We wrote Intentional Talk because we know facilitating classroom discussions is something many teachers want to get better at and something that can be inherently challenging. We believe that teaching children to participate in genuine discussion is worth the effort—not just because it can be engaging for students to learn from one another, but also because the health of our society depends on our ability to engage each other’s perspectives and come to new understandings through dialogue. We want to teach through discussion but also for discussion. And it never fails that when we are in discussion with children, we learn something new!

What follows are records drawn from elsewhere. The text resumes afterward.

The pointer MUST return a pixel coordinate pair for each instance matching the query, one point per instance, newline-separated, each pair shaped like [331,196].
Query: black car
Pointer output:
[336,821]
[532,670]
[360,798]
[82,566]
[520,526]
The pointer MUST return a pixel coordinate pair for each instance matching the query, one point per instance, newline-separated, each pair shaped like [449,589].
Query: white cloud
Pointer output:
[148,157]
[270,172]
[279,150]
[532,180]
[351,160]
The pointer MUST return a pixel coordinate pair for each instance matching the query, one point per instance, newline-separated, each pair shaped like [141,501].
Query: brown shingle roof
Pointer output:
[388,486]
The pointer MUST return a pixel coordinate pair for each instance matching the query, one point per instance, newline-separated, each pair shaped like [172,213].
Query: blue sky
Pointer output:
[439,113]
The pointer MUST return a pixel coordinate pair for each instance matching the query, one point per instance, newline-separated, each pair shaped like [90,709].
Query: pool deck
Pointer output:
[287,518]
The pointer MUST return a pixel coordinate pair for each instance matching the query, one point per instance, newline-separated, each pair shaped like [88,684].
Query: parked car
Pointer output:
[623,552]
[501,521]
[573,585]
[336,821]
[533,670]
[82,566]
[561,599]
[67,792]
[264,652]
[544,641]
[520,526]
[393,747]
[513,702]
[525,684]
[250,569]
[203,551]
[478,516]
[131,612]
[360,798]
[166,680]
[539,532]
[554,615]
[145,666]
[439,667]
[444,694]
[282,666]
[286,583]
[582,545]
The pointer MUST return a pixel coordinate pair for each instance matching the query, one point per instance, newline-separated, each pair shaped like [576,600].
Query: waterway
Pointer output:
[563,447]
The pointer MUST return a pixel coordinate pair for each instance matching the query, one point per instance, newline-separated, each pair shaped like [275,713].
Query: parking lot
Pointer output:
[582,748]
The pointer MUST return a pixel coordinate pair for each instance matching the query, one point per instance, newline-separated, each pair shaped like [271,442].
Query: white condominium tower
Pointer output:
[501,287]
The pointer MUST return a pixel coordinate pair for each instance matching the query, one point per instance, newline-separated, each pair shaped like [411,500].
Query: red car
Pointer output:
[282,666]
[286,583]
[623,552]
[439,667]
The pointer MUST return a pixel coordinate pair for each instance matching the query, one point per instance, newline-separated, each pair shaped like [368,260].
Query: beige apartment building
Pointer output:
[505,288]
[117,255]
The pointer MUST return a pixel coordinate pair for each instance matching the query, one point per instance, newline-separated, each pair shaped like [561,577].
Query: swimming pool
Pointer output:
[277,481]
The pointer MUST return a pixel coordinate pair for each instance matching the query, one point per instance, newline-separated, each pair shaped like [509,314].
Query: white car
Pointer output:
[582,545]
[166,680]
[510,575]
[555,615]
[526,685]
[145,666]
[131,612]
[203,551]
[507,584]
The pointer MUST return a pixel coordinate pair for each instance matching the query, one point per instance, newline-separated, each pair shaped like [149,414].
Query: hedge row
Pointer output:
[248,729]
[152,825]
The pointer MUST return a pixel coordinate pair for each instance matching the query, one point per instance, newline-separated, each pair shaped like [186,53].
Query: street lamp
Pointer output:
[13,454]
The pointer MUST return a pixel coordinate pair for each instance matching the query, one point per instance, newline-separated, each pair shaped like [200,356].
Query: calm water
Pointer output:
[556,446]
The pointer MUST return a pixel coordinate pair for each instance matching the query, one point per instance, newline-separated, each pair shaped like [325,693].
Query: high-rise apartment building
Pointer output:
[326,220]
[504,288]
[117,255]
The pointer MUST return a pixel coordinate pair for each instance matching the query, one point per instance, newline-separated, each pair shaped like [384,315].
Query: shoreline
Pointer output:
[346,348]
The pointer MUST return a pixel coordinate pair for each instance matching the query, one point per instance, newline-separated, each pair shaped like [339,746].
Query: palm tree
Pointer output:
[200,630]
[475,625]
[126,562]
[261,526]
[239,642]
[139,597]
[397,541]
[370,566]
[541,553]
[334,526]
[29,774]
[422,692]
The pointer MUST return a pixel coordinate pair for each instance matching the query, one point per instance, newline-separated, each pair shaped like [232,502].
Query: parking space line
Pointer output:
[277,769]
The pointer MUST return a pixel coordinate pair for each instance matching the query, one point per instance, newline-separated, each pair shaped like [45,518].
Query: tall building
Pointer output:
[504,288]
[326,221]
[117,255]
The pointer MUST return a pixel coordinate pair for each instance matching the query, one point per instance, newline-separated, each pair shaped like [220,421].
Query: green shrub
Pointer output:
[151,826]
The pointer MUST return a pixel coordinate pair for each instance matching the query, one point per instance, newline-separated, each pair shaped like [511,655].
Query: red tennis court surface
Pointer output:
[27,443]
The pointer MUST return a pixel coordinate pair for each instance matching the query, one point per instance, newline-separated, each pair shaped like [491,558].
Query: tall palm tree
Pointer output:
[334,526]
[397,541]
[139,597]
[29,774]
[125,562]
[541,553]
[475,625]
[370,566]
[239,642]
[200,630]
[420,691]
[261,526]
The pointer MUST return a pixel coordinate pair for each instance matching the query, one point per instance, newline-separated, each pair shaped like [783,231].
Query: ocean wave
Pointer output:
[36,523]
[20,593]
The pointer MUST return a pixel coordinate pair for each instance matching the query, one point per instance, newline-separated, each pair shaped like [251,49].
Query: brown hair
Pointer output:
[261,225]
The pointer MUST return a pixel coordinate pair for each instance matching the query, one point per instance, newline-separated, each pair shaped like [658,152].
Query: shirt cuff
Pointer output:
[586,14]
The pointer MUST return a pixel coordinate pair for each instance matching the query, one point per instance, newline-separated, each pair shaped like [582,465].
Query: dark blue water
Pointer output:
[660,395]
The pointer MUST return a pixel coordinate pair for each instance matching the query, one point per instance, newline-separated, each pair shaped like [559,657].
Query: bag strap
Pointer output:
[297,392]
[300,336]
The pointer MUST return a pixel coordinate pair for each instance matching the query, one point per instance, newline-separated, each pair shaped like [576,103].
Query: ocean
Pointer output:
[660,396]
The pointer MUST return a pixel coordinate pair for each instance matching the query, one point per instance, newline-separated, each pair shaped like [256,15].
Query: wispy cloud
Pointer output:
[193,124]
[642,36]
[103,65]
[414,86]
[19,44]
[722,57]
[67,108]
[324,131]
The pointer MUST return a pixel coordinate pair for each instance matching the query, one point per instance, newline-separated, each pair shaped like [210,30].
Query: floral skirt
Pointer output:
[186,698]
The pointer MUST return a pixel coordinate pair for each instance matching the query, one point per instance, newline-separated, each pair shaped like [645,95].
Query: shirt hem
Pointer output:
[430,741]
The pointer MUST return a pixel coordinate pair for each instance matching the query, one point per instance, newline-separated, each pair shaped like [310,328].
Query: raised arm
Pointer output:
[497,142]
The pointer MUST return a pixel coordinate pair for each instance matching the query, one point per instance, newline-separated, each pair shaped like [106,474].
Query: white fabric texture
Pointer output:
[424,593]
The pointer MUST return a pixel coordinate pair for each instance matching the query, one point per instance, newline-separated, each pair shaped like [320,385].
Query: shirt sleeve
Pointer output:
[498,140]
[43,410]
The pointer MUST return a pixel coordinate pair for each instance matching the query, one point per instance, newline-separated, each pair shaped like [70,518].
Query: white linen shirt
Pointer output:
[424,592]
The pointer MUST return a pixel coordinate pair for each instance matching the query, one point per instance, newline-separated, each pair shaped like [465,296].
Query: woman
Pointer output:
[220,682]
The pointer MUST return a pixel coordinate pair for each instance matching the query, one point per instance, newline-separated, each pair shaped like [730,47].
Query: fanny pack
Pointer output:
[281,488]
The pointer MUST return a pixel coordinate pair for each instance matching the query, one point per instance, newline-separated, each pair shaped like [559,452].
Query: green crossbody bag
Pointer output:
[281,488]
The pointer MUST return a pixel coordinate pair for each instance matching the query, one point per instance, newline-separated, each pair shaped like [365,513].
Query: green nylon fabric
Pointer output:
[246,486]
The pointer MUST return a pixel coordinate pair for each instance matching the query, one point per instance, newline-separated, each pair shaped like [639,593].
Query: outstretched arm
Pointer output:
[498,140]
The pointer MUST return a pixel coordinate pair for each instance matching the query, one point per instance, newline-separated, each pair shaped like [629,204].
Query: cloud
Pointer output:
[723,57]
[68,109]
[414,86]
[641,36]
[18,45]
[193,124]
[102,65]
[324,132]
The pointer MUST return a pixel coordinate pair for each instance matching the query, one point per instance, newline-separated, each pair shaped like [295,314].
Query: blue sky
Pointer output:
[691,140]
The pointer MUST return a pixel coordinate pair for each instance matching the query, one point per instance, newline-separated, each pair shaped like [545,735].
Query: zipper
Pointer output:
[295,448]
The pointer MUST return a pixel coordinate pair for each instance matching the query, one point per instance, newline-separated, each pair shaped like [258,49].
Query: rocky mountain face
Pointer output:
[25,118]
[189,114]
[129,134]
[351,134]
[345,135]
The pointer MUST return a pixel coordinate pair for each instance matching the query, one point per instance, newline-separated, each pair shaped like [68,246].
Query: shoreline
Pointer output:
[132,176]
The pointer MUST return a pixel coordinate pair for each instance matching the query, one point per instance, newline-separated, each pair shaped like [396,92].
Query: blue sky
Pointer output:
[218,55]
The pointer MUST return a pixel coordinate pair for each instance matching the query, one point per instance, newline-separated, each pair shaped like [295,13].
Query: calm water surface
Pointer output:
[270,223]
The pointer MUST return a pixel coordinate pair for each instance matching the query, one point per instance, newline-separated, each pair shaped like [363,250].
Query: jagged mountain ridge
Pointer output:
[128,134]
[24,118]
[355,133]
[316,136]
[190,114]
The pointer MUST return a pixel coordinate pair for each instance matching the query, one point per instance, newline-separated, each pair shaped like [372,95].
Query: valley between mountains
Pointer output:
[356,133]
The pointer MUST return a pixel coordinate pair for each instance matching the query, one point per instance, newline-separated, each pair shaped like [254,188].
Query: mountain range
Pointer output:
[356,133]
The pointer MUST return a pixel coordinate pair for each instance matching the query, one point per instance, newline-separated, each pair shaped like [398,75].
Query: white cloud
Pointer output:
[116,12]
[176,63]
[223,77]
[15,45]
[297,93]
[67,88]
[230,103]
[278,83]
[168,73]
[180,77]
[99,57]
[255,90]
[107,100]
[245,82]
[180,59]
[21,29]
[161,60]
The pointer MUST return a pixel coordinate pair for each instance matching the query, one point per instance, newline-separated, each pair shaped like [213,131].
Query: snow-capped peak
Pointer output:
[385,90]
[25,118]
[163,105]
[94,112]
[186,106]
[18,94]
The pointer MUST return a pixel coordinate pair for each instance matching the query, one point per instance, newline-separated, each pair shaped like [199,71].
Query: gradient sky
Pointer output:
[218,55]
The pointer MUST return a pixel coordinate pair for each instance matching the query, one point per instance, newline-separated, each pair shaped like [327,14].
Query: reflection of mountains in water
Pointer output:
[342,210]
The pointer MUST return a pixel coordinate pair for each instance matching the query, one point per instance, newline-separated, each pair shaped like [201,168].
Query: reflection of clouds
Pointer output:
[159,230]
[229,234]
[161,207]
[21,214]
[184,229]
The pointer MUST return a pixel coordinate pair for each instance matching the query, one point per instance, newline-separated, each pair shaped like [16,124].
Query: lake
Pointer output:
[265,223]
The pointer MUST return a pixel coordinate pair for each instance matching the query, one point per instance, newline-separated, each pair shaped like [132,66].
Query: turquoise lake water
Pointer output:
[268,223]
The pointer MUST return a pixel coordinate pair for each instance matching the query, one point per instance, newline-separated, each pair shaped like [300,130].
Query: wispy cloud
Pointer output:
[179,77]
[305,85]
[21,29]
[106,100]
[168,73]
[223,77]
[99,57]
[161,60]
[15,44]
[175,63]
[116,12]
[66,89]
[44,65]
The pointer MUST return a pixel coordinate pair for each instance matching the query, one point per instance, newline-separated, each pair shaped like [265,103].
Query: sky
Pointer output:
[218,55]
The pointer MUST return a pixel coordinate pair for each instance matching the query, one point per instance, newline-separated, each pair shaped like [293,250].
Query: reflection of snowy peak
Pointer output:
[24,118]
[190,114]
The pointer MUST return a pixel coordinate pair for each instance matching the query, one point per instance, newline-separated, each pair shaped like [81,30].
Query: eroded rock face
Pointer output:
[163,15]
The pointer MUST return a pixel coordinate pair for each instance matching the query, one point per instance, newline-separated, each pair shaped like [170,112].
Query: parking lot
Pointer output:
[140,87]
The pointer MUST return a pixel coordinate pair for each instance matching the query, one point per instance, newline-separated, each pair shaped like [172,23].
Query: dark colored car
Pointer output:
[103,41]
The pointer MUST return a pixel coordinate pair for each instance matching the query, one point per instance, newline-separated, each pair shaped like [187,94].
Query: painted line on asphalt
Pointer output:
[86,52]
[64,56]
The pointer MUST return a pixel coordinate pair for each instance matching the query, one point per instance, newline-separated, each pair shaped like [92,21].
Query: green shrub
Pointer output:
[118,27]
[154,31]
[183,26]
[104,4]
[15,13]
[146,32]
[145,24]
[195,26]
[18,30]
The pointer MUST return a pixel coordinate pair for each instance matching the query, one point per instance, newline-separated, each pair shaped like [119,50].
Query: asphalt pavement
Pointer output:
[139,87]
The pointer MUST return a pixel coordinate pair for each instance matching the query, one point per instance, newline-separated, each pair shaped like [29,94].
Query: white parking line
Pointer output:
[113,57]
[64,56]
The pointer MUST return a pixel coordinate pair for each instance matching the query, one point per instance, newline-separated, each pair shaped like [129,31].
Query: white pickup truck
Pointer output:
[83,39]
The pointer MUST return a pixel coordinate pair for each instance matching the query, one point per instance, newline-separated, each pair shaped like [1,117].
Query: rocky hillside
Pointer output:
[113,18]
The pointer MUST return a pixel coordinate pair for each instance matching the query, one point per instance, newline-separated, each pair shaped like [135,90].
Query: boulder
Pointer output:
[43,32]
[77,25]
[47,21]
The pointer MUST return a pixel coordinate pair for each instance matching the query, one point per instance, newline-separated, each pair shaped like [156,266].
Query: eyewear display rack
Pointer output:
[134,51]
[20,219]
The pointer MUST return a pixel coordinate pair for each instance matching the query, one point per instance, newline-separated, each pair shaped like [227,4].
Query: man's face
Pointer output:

Our book describes different kinds of goals that teachers may have when planning and leading a mathematical discussion. In an open strategy sharing discussion, the goal is to get many different ideas out on the table. We contrast that with targeted discussion, which has a more focused goal around a particular idea. For example, a targeted discussion may occur when it’s time to really make sense of one strategy, investigate where an idea is going awry, or slow down and make use of a particular mathematical tool. Teachers will find examples and planning templates for these different types of discussions, and we encourage our readers to think about when these discussions might be most useful as a unit unfolds.
We all know that leading productive discussions is dependent not only on the teacher’s planning but also on how students participate. Helping students learn what it means to be part of a genuine discussion is a tall order. We think taking the time to cultivate productive norms in the first six weeks of school is vital to how well students take up listening to one another and also take risks in sharing new ideas.
One way to gain insight into what students think about participating in discussions is to ask them. Their responses can be great fodder for what we explicitly bring into our norm-setting conversations at the beginning of the year. What would we learn from students by asking the following kinds of questions?
- Have students draw a picture of themselves during math discussions. Ask: What did you draw, and why did you draw it?
- Why should we have discussions in math class? Why not just sit at our desks and do our own work?
- What’s the difference between a discussion and just getting a chance to give answers?
- How does it feel when the teacher calls on you?
- When your classmates are sharing their ideas, what are you thinking about?
- What does it mean to be good at math?
- What makes it challenging to share your ideas in math class?
- What do you think you learn from hearing how someone else solved the problem?
- What does it feel like when someone listens to your ideas and understands your thinking?
Classroom communities become places where students thrive when they feel invested, known, and connected to each other. If we want to have genuinely rich mathematical conversations, listening first to our own students can give us good ideas about how to create positive learning environments.
 Parker, W. C., & D. Hess. 2001. “Teaching with and for Discussion.” Teaching and Teacher Education 17: 273–289.